The Court also gave substantial weight to the Service Agreement executed between Uber and its UberBLACK drivers. Among other things, the Agreement provided that (i) drivers are ‘independent contractors; (ii) Uber does not and “shall not” control the drivers’ performance of their duties; (iii) drivers have the “sole right” to determine the manner and means of utilizing the App; and (iv) Uber has “no right” to require drivers to display Uber signage, wear a uniform, or otherwise display any Uber affiliation. In short, the Court found it legally significant that Uber’s Service Agreement went “beyond merely characterizing the extent to which Uber can control drivers [but] detail[ed] the many ways that Uber is not entitled to control [them].”


Judge Baylson’s order is a seminal result – not just for Uber, but for the entire rideshare technology industry. Indeed, an adverse outcome could have upended the entire space. The economic repercussions stemming from a legal determination that Uber’s 160,000-plus drivers are entitled to overtime simply by being ‘Online’ in the App more than 40 hours a week would have been staggering. Further, tort liability issues arising from a finding that this fleet of drivers are, in fact, Uber employees could result in endless and costly litigation, all of which would inevitably waterfall onto consumers. And while Plaintiffs’ counsel has vowed an appeal to the Third Circuit, the odds of a reversal are likely slim.

For their part, businesses who desire to solidify independent contractor status should take particular heed to the language of Uber’s Service Agreement, which the Court found materially compelling.

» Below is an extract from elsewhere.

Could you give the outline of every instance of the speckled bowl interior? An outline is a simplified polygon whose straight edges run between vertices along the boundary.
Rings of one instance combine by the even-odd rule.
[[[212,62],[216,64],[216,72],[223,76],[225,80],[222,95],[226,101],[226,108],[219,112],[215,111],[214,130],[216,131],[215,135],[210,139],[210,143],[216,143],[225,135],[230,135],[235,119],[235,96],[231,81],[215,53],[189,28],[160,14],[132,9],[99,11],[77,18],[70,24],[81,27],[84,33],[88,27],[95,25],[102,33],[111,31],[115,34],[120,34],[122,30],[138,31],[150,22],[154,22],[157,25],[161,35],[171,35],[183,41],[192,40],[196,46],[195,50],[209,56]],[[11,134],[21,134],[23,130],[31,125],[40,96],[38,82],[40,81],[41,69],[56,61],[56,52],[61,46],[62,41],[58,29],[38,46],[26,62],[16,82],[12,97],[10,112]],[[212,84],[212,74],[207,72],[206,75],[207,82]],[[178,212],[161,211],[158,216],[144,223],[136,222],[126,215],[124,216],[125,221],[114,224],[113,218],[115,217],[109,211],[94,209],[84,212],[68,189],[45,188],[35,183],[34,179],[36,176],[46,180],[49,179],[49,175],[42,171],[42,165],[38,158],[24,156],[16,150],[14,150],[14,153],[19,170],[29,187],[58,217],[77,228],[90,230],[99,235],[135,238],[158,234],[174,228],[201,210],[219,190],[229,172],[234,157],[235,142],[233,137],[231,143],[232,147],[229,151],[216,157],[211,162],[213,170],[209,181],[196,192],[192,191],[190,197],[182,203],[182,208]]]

Indeed, far too often companies rely on boilerplate language such as “you acknowledge you are an Independent Contractor,” that is ultimately toothless when weighed against the reality of the parties’ relationship. On the other hand, Uber’s Agreement—as Judge Baylson explicitly noted—contained affirmative covenants restricting what Uber itself could do in relation to the drivers’ performance of their duties. Consequently, in light of this recent ruling, businesses should work with counsel to reevaluate and solidify pre-existing independent contractor agreements that rely on impotent, uniform language that may expose them to liability.